In regard to the Beall classification and index system the same considerations are applicable. The consideration for this is entire. The price of the various items composing the work are inserted merely as a measure whereby to compute the whole contract price. The whole system was designed, according to the terms of the conrtact, for the use of the tax assessor of the county. The parties could have had, under the circumstances, no intention to furnish on the one side, or to receive on the other, anything less than a completed system. They contracted for the whole, and the contract must be held to be entire.

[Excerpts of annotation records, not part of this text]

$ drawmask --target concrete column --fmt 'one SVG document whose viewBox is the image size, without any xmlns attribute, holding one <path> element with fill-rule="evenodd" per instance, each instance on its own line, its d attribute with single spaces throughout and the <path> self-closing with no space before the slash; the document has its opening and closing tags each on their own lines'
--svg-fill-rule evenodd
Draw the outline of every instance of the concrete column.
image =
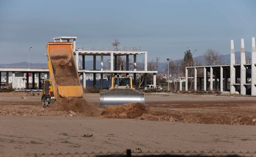
<svg viewBox="0 0 256 157">
<path fill-rule="evenodd" d="M 93 70 L 96 70 L 96 56 L 93 56 Z M 94 86 L 96 85 L 96 73 L 93 73 L 93 85 Z"/>
<path fill-rule="evenodd" d="M 78 51 L 75 51 L 75 64 L 76 65 L 76 68 L 78 70 L 79 70 L 79 62 L 78 60 L 79 59 L 78 55 Z"/>
<path fill-rule="evenodd" d="M 42 86 L 42 82 L 41 82 L 41 73 L 38 73 L 38 81 L 37 81 L 38 83 L 38 89 L 41 88 L 41 86 Z"/>
<path fill-rule="evenodd" d="M 217 71 L 216 70 L 214 70 L 214 87 L 215 88 L 215 91 L 218 89 L 218 82 L 217 80 L 218 80 L 218 77 L 219 76 L 218 76 L 218 74 L 217 73 Z"/>
<path fill-rule="evenodd" d="M 34 88 L 34 73 L 32 73 L 32 89 Z"/>
<path fill-rule="evenodd" d="M 225 80 L 225 91 L 228 91 L 228 74 L 226 70 L 224 71 L 224 80 Z"/>
<path fill-rule="evenodd" d="M 103 71 L 103 55 L 101 55 L 101 71 Z"/>
<path fill-rule="evenodd" d="M 83 72 L 83 88 L 86 88 L 86 74 Z"/>
<path fill-rule="evenodd" d="M 144 77 L 145 80 L 144 80 L 144 87 L 146 87 L 147 84 L 148 83 L 148 73 L 145 73 L 144 74 Z"/>
<path fill-rule="evenodd" d="M 194 91 L 197 91 L 197 68 L 194 68 Z"/>
<path fill-rule="evenodd" d="M 136 71 L 137 70 L 137 56 L 136 55 L 133 55 L 133 71 Z M 133 85 L 136 87 L 137 86 L 136 84 L 136 77 L 137 73 L 133 73 Z"/>
<path fill-rule="evenodd" d="M 256 95 L 256 49 L 255 48 L 255 38 L 251 38 L 251 95 Z"/>
<path fill-rule="evenodd" d="M 153 73 L 153 86 L 155 88 L 156 86 L 156 74 L 155 73 Z"/>
<path fill-rule="evenodd" d="M 206 84 L 207 82 L 207 71 L 206 71 L 206 68 L 204 67 L 203 67 L 203 90 L 204 91 L 207 91 L 207 86 L 206 86 Z"/>
<path fill-rule="evenodd" d="M 235 64 L 235 49 L 234 48 L 234 40 L 231 41 L 230 50 L 230 93 L 233 94 L 235 92 L 235 88 L 234 86 L 235 83 L 235 69 L 234 64 Z"/>
<path fill-rule="evenodd" d="M 181 78 L 179 79 L 179 80 L 180 81 L 180 91 L 182 91 L 182 81 Z"/>
<path fill-rule="evenodd" d="M 246 84 L 246 69 L 244 66 L 246 64 L 245 51 L 244 39 L 241 39 L 241 53 L 240 57 L 240 94 L 246 94 L 246 88 L 245 85 Z"/>
<path fill-rule="evenodd" d="M 145 64 L 144 64 L 144 71 L 148 71 L 148 53 L 146 52 L 145 53 Z"/>
<path fill-rule="evenodd" d="M 73 41 L 73 52 L 75 51 L 75 39 L 74 39 Z M 75 53 L 76 54 L 76 53 Z"/>
<path fill-rule="evenodd" d="M 82 56 L 82 70 L 85 69 L 85 55 Z"/>
<path fill-rule="evenodd" d="M 223 68 L 220 66 L 220 76 L 219 76 L 219 91 L 223 91 Z"/>
<path fill-rule="evenodd" d="M 199 91 L 202 91 L 202 77 L 199 78 Z"/>
<path fill-rule="evenodd" d="M 16 86 L 17 85 L 17 83 L 16 82 L 16 80 L 15 79 L 15 73 L 14 71 L 12 72 L 12 73 L 11 75 L 12 76 L 12 88 L 16 88 Z M 0 77 L 0 78 L 1 77 Z M 2 80 L 2 79 L 1 79 Z"/>
<path fill-rule="evenodd" d="M 114 71 L 114 53 L 113 52 L 111 52 L 110 53 L 110 71 Z"/>
<path fill-rule="evenodd" d="M 210 67 L 210 91 L 213 91 L 213 67 Z"/>
<path fill-rule="evenodd" d="M 185 68 L 185 91 L 187 91 L 187 68 Z"/>
<path fill-rule="evenodd" d="M 27 86 L 26 86 L 26 89 L 28 89 L 28 88 L 29 87 L 29 86 L 28 86 L 28 85 L 29 85 L 29 76 L 28 76 L 29 74 L 29 73 L 27 73 L 27 78 L 26 78 L 26 79 L 27 79 L 26 85 Z M 6 74 L 6 75 L 7 75 L 7 74 Z M 7 79 L 6 80 L 7 80 Z M 6 84 L 7 84 L 7 83 L 6 83 Z"/>
<path fill-rule="evenodd" d="M 126 71 L 129 71 L 129 55 L 126 55 Z M 129 75 L 129 73 L 127 73 L 126 75 Z"/>
</svg>

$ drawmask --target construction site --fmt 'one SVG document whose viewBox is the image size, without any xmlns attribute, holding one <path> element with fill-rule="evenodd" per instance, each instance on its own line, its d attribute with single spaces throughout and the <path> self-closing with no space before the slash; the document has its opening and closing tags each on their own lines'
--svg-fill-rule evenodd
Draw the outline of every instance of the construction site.
<svg viewBox="0 0 256 157">
<path fill-rule="evenodd" d="M 136 55 L 144 54 L 146 61 L 146 52 L 87 52 L 76 49 L 76 38 L 53 38 L 47 43 L 49 73 L 42 92 L 0 93 L 0 156 L 25 156 L 31 149 L 34 154 L 126 149 L 255 150 L 256 98 L 235 93 L 233 88 L 238 83 L 233 82 L 228 94 L 146 93 L 136 89 L 130 74 L 152 73 L 155 87 L 157 71 L 147 71 L 146 64 L 144 71 L 117 71 L 114 65 L 116 56 L 133 55 L 136 67 Z M 102 60 L 110 56 L 110 71 L 78 69 L 76 53 L 83 54 L 83 62 L 86 55 L 100 55 Z M 80 83 L 80 75 L 85 78 L 87 73 L 106 73 L 112 75 L 108 89 L 84 93 L 86 82 Z M 243 80 L 235 74 L 230 75 Z"/>
</svg>

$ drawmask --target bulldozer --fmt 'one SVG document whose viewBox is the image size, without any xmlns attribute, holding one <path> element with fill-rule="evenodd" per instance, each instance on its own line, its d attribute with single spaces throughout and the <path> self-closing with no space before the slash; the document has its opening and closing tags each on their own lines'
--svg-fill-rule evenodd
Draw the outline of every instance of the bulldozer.
<svg viewBox="0 0 256 157">
<path fill-rule="evenodd" d="M 145 93 L 135 89 L 133 78 L 129 75 L 115 75 L 111 78 L 109 90 L 100 93 L 100 108 L 138 102 L 145 105 Z"/>
<path fill-rule="evenodd" d="M 75 64 L 72 42 L 48 42 L 47 64 L 50 79 L 43 83 L 41 101 L 44 107 L 59 97 L 82 97 L 82 86 Z"/>
</svg>

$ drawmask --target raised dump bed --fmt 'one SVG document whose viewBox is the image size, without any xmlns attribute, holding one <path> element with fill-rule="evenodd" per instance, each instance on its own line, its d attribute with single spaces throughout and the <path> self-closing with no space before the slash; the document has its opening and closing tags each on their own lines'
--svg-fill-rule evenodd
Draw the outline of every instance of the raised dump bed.
<svg viewBox="0 0 256 157">
<path fill-rule="evenodd" d="M 62 97 L 82 97 L 79 79 L 71 42 L 48 42 L 48 67 L 53 92 Z"/>
</svg>

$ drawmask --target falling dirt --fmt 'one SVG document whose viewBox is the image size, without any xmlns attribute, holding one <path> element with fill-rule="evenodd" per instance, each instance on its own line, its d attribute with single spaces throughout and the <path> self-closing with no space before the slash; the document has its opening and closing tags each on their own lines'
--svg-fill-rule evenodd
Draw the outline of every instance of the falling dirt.
<svg viewBox="0 0 256 157">
<path fill-rule="evenodd" d="M 122 105 L 107 106 L 101 117 L 113 118 L 136 118 L 147 113 L 146 108 L 137 103 L 126 104 Z"/>
<path fill-rule="evenodd" d="M 59 97 L 47 110 L 48 111 L 61 111 L 72 115 L 95 117 L 100 112 L 98 108 L 90 105 L 82 97 Z"/>
</svg>

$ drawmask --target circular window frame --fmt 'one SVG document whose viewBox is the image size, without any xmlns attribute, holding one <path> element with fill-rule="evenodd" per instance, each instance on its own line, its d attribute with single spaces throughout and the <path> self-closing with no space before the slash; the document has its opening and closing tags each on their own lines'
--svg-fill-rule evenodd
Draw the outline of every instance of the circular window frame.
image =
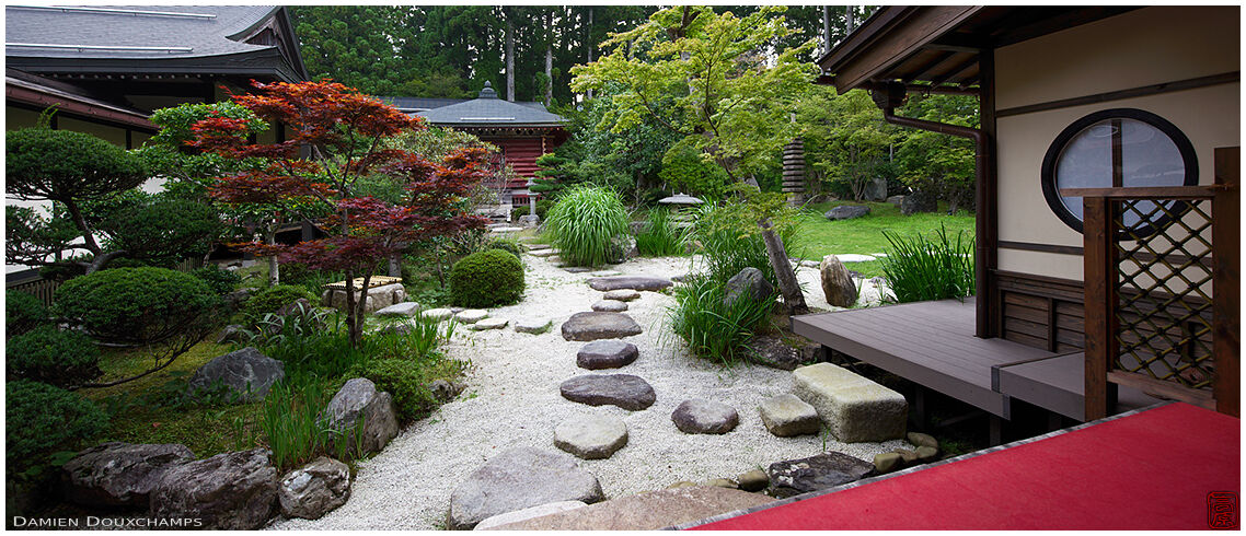
<svg viewBox="0 0 1246 536">
<path fill-rule="evenodd" d="M 1047 155 L 1043 157 L 1043 168 L 1039 175 L 1039 180 L 1043 185 L 1043 198 L 1047 199 L 1048 208 L 1055 213 L 1057 218 L 1068 225 L 1078 234 L 1084 234 L 1084 224 L 1068 206 L 1064 205 L 1064 200 L 1060 193 L 1055 188 L 1055 164 L 1059 162 L 1060 153 L 1064 148 L 1073 141 L 1073 137 L 1078 136 L 1087 127 L 1095 124 L 1104 119 L 1134 119 L 1155 127 L 1176 146 L 1177 152 L 1181 154 L 1181 162 L 1185 165 L 1185 182 L 1182 185 L 1196 187 L 1199 185 L 1199 158 L 1194 152 L 1194 144 L 1190 143 L 1190 138 L 1181 132 L 1175 124 L 1168 119 L 1156 116 L 1151 112 L 1138 109 L 1138 108 L 1111 108 L 1101 109 L 1087 116 L 1080 119 L 1074 121 L 1072 124 L 1065 127 L 1055 137 L 1052 144 L 1047 148 Z M 1129 187 L 1125 187 L 1129 188 Z M 1186 204 L 1184 201 L 1174 201 L 1174 213 L 1184 213 Z M 1135 235 L 1145 236 L 1158 233 L 1159 229 L 1168 226 L 1171 221 L 1169 215 L 1161 215 L 1158 220 L 1150 221 L 1145 225 L 1139 225 L 1133 229 L 1131 233 Z"/>
</svg>

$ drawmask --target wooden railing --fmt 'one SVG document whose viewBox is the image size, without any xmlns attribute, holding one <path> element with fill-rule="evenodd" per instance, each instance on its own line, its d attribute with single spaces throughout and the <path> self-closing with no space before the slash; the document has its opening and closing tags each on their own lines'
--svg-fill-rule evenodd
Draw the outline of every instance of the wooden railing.
<svg viewBox="0 0 1246 536">
<path fill-rule="evenodd" d="M 1116 386 L 1240 414 L 1237 148 L 1216 184 L 1063 189 L 1083 198 L 1085 418 Z"/>
</svg>

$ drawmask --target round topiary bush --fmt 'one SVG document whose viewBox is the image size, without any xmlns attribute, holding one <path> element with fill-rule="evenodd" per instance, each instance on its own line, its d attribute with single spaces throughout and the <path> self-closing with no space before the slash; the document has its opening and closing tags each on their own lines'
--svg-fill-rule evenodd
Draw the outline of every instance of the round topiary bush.
<svg viewBox="0 0 1246 536">
<path fill-rule="evenodd" d="M 191 275 L 203 280 L 218 295 L 233 292 L 238 284 L 242 282 L 242 276 L 238 272 L 222 270 L 221 266 L 214 264 L 203 265 L 203 267 L 192 271 Z"/>
<path fill-rule="evenodd" d="M 242 308 L 242 316 L 247 323 L 255 323 L 264 320 L 264 315 L 275 313 L 282 307 L 294 303 L 299 300 L 307 300 L 312 305 L 315 305 L 315 296 L 308 292 L 307 289 L 295 285 L 274 285 L 255 292 L 247 305 Z"/>
<path fill-rule="evenodd" d="M 4 325 L 10 337 L 47 323 L 47 307 L 37 297 L 21 291 L 5 292 Z"/>
<path fill-rule="evenodd" d="M 46 383 L 9 382 L 5 397 L 5 461 L 11 473 L 42 464 L 40 455 L 72 450 L 108 425 L 108 415 L 95 403 Z"/>
<path fill-rule="evenodd" d="M 546 233 L 562 260 L 599 266 L 612 257 L 612 239 L 627 233 L 627 208 L 618 193 L 602 187 L 574 187 L 549 209 Z"/>
<path fill-rule="evenodd" d="M 56 289 L 54 310 L 105 342 L 163 341 L 214 313 L 221 298 L 189 274 L 158 267 L 102 270 Z"/>
<path fill-rule="evenodd" d="M 523 298 L 523 264 L 506 250 L 480 251 L 450 269 L 450 302 L 459 307 L 492 307 Z"/>
<path fill-rule="evenodd" d="M 10 378 L 76 387 L 100 376 L 100 348 L 82 333 L 40 326 L 9 337 L 5 369 Z"/>
</svg>

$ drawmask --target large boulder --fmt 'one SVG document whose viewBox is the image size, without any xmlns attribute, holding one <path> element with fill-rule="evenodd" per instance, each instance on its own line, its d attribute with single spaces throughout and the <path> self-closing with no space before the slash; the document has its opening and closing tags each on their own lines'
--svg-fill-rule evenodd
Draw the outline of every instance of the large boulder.
<svg viewBox="0 0 1246 536">
<path fill-rule="evenodd" d="M 840 441 L 905 437 L 908 419 L 905 395 L 831 363 L 800 367 L 791 377 L 792 394 L 812 405 Z"/>
<path fill-rule="evenodd" d="M 900 201 L 900 214 L 911 216 L 917 213 L 933 213 L 938 210 L 938 199 L 933 194 L 917 190 Z"/>
<path fill-rule="evenodd" d="M 861 196 L 867 201 L 881 201 L 887 199 L 887 179 L 880 177 L 870 180 L 870 183 L 865 187 L 865 192 L 861 193 Z"/>
<path fill-rule="evenodd" d="M 873 464 L 844 453 L 825 453 L 799 460 L 776 461 L 766 469 L 770 487 L 778 497 L 825 490 L 861 480 L 873 471 Z"/>
<path fill-rule="evenodd" d="M 277 469 L 254 449 L 173 465 L 151 492 L 156 519 L 198 519 L 207 530 L 255 530 L 277 504 Z"/>
<path fill-rule="evenodd" d="M 619 368 L 632 364 L 640 351 L 635 344 L 623 341 L 593 341 L 576 352 L 576 366 L 589 371 Z"/>
<path fill-rule="evenodd" d="M 321 420 L 334 430 L 344 430 L 343 439 L 355 444 L 355 429 L 359 419 L 364 419 L 363 449 L 376 453 L 397 435 L 397 409 L 394 398 L 384 390 L 376 390 L 376 384 L 368 378 L 353 378 L 341 386 L 338 394 L 329 400 Z"/>
<path fill-rule="evenodd" d="M 622 312 L 577 312 L 562 325 L 562 338 L 567 341 L 622 338 L 640 332 L 640 325 Z"/>
<path fill-rule="evenodd" d="M 287 473 L 277 486 L 277 501 L 287 517 L 316 520 L 349 497 L 350 466 L 325 456 Z"/>
<path fill-rule="evenodd" d="M 865 205 L 839 205 L 822 215 L 829 220 L 839 221 L 861 218 L 866 214 L 870 214 L 870 208 Z"/>
<path fill-rule="evenodd" d="M 477 469 L 450 495 L 447 525 L 468 530 L 506 512 L 549 502 L 598 502 L 602 485 L 568 454 L 520 446 Z"/>
<path fill-rule="evenodd" d="M 730 405 L 698 398 L 680 403 L 670 420 L 685 434 L 725 434 L 740 424 L 740 415 Z"/>
<path fill-rule="evenodd" d="M 588 405 L 618 405 L 639 412 L 658 399 L 653 387 L 643 378 L 632 374 L 586 374 L 577 376 L 559 386 L 562 398 Z"/>
<path fill-rule="evenodd" d="M 669 279 L 645 275 L 619 275 L 613 277 L 593 277 L 588 286 L 602 292 L 619 289 L 657 291 L 674 285 Z"/>
<path fill-rule="evenodd" d="M 206 392 L 224 388 L 243 400 L 259 400 L 283 378 L 285 363 L 248 346 L 217 357 L 194 371 L 187 395 L 201 397 Z"/>
<path fill-rule="evenodd" d="M 103 443 L 61 468 L 61 490 L 65 500 L 82 506 L 146 507 L 159 476 L 193 459 L 186 445 Z"/>
<path fill-rule="evenodd" d="M 817 271 L 821 274 L 822 293 L 826 295 L 827 303 L 836 307 L 856 305 L 858 297 L 856 282 L 852 281 L 852 275 L 849 274 L 849 269 L 844 266 L 844 262 L 840 262 L 839 257 L 835 255 L 822 257 Z"/>
<path fill-rule="evenodd" d="M 766 281 L 761 270 L 749 266 L 726 280 L 724 292 L 723 302 L 733 305 L 740 297 L 753 301 L 774 300 L 775 287 Z"/>
</svg>

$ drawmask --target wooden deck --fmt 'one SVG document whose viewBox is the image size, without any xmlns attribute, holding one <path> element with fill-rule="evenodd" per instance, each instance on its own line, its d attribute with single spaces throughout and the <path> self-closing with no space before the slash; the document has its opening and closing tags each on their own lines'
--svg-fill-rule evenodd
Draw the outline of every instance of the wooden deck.
<svg viewBox="0 0 1246 536">
<path fill-rule="evenodd" d="M 792 331 L 896 376 L 1009 419 L 1013 398 L 1084 420 L 1084 354 L 973 335 L 974 300 L 805 315 Z M 1118 410 L 1158 402 L 1121 388 Z"/>
</svg>

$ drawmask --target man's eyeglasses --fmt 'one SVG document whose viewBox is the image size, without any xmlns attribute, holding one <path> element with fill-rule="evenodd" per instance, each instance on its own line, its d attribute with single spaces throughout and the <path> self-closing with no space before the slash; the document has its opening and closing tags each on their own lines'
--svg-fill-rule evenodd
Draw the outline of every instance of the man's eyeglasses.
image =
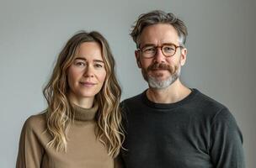
<svg viewBox="0 0 256 168">
<path fill-rule="evenodd" d="M 141 55 L 144 58 L 152 58 L 156 55 L 157 48 L 160 48 L 164 56 L 170 57 L 175 55 L 177 48 L 179 47 L 183 48 L 183 46 L 177 46 L 172 43 L 163 44 L 161 46 L 146 45 L 141 49 L 138 49 L 137 50 L 141 52 Z"/>
</svg>

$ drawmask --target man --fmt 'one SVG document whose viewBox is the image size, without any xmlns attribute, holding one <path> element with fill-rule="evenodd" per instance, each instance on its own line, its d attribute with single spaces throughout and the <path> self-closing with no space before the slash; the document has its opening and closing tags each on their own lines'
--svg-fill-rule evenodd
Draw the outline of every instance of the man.
<svg viewBox="0 0 256 168">
<path fill-rule="evenodd" d="M 187 28 L 173 13 L 139 17 L 131 33 L 149 88 L 123 101 L 127 168 L 242 168 L 243 137 L 222 104 L 179 80 Z"/>
</svg>

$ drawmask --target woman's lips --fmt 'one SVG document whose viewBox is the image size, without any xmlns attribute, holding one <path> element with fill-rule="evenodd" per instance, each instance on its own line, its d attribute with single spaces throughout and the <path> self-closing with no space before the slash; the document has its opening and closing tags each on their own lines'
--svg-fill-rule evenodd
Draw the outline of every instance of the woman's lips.
<svg viewBox="0 0 256 168">
<path fill-rule="evenodd" d="M 96 83 L 91 82 L 91 81 L 80 81 L 80 84 L 84 87 L 93 87 L 96 85 Z"/>
</svg>

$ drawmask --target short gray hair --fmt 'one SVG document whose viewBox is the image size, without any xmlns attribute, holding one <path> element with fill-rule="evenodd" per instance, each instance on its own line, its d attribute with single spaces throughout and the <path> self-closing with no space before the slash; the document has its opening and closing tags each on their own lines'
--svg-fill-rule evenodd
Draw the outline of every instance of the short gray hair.
<svg viewBox="0 0 256 168">
<path fill-rule="evenodd" d="M 131 27 L 132 30 L 130 35 L 136 44 L 137 48 L 139 48 L 138 39 L 144 28 L 157 24 L 169 24 L 173 26 L 179 35 L 179 45 L 184 46 L 188 35 L 187 27 L 184 23 L 172 13 L 167 13 L 161 10 L 154 10 L 141 14 Z"/>
</svg>

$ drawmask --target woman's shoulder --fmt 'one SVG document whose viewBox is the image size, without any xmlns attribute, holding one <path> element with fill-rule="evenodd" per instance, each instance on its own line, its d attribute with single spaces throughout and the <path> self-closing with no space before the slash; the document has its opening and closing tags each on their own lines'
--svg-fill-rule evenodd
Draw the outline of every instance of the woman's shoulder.
<svg viewBox="0 0 256 168">
<path fill-rule="evenodd" d="M 29 117 L 24 124 L 24 128 L 26 129 L 45 129 L 46 125 L 46 114 L 45 112 L 42 112 L 39 114 L 31 115 Z"/>
</svg>

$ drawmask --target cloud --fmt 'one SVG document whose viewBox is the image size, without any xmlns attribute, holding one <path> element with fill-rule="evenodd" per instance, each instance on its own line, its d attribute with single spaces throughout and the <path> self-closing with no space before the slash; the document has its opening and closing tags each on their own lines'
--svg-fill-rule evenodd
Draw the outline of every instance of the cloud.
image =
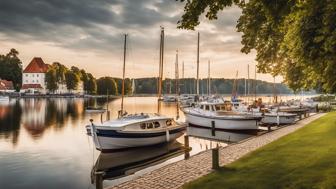
<svg viewBox="0 0 336 189">
<path fill-rule="evenodd" d="M 166 70 L 173 67 L 170 64 L 179 49 L 180 60 L 190 68 L 186 72 L 193 76 L 197 32 L 176 28 L 183 8 L 184 3 L 175 0 L 0 0 L 0 42 L 23 49 L 38 43 L 32 48 L 48 48 L 44 56 L 50 59 L 82 64 L 97 76 L 117 75 L 123 34 L 128 33 L 128 61 L 136 63 L 133 72 L 137 77 L 152 76 L 157 75 L 160 26 L 164 26 Z M 222 11 L 218 20 L 209 21 L 203 15 L 196 28 L 201 33 L 201 61 L 212 60 L 217 76 L 232 73 L 234 77 L 232 70 L 239 66 L 245 69 L 245 62 L 253 61 L 255 56 L 240 53 L 241 34 L 235 29 L 240 14 L 239 8 L 231 7 Z M 63 54 L 51 54 L 53 51 Z M 35 52 L 25 54 L 25 61 L 42 56 L 42 50 Z M 111 62 L 118 65 L 113 71 L 105 69 Z"/>
</svg>

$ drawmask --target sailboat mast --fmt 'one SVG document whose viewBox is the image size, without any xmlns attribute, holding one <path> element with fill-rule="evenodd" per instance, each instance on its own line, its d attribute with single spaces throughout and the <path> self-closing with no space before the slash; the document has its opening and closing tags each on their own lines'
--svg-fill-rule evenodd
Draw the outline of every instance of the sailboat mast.
<svg viewBox="0 0 336 189">
<path fill-rule="evenodd" d="M 197 33 L 197 77 L 196 77 L 196 94 L 199 96 L 199 40 L 200 34 Z"/>
<path fill-rule="evenodd" d="M 162 101 L 162 77 L 163 77 L 163 54 L 164 54 L 164 28 L 161 27 L 160 35 L 160 61 L 159 61 L 159 83 L 158 83 L 158 113 L 161 112 Z"/>
<path fill-rule="evenodd" d="M 176 90 L 176 119 L 179 119 L 179 95 L 180 95 L 180 82 L 179 82 L 179 70 L 178 70 L 178 50 L 176 50 L 175 61 L 175 90 Z"/>
<path fill-rule="evenodd" d="M 178 50 L 176 50 L 176 60 L 175 60 L 175 93 L 176 93 L 176 96 L 180 94 L 179 70 L 178 70 Z"/>
<path fill-rule="evenodd" d="M 123 63 L 123 79 L 121 86 L 121 114 L 124 113 L 124 96 L 125 96 L 125 65 L 126 65 L 126 44 L 127 44 L 127 34 L 124 35 L 124 63 Z"/>
<path fill-rule="evenodd" d="M 210 60 L 208 61 L 208 96 L 211 93 L 211 81 L 210 81 Z"/>
<path fill-rule="evenodd" d="M 257 64 L 254 67 L 254 100 L 257 100 Z"/>
<path fill-rule="evenodd" d="M 250 96 L 250 65 L 247 64 L 247 96 L 249 101 Z"/>
</svg>

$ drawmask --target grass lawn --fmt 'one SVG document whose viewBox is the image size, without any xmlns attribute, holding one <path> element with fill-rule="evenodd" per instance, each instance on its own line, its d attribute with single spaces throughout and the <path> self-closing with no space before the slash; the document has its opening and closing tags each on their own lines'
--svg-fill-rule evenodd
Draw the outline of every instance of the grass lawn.
<svg viewBox="0 0 336 189">
<path fill-rule="evenodd" d="M 336 188 L 336 112 L 183 188 Z"/>
</svg>

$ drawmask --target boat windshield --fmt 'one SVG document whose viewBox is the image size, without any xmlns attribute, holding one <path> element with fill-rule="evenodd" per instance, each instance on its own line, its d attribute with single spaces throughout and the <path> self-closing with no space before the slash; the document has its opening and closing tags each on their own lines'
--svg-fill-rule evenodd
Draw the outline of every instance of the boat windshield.
<svg viewBox="0 0 336 189">
<path fill-rule="evenodd" d="M 216 111 L 225 110 L 224 104 L 216 104 L 214 107 Z"/>
</svg>

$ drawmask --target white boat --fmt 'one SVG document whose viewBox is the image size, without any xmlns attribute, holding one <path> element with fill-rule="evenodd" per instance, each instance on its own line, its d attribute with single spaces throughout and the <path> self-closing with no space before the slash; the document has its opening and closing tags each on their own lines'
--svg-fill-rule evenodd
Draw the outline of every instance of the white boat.
<svg viewBox="0 0 336 189">
<path fill-rule="evenodd" d="M 176 96 L 163 96 L 163 102 L 169 103 L 169 102 L 176 102 Z"/>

There is a harshness about the result reached, as above, which must appeal to all fair-minded persons. The county sat by for nearly a year and saw appellants expend large sums of money for materials and labor under a contract which it had executed. If any principle of law could be invoked whereby a recovery by appellants could be had, it should, we feel, be applied. But we know of no such principle. The appellants contracted with a municipal subdivision of the state and were bound to take notice of the limitations upon its powers. They have no right of recovery upon the contract, nor upon a quantum meruit, or quantum valebat, because the contract is invalid and entire. Their only remedy is to retake the property. See 19 R. C. L. Munic. Corp. § 352; City of Bardwell v. Southern Engine & Boiler Works, 130 Ky. 222, 113 S. W. 97, 20 L. R. A. (N. S.) 110 and note.
It follows that the judgment of the district court was correct and- should be affirmed, as we held in the first instance, and it is so ordered.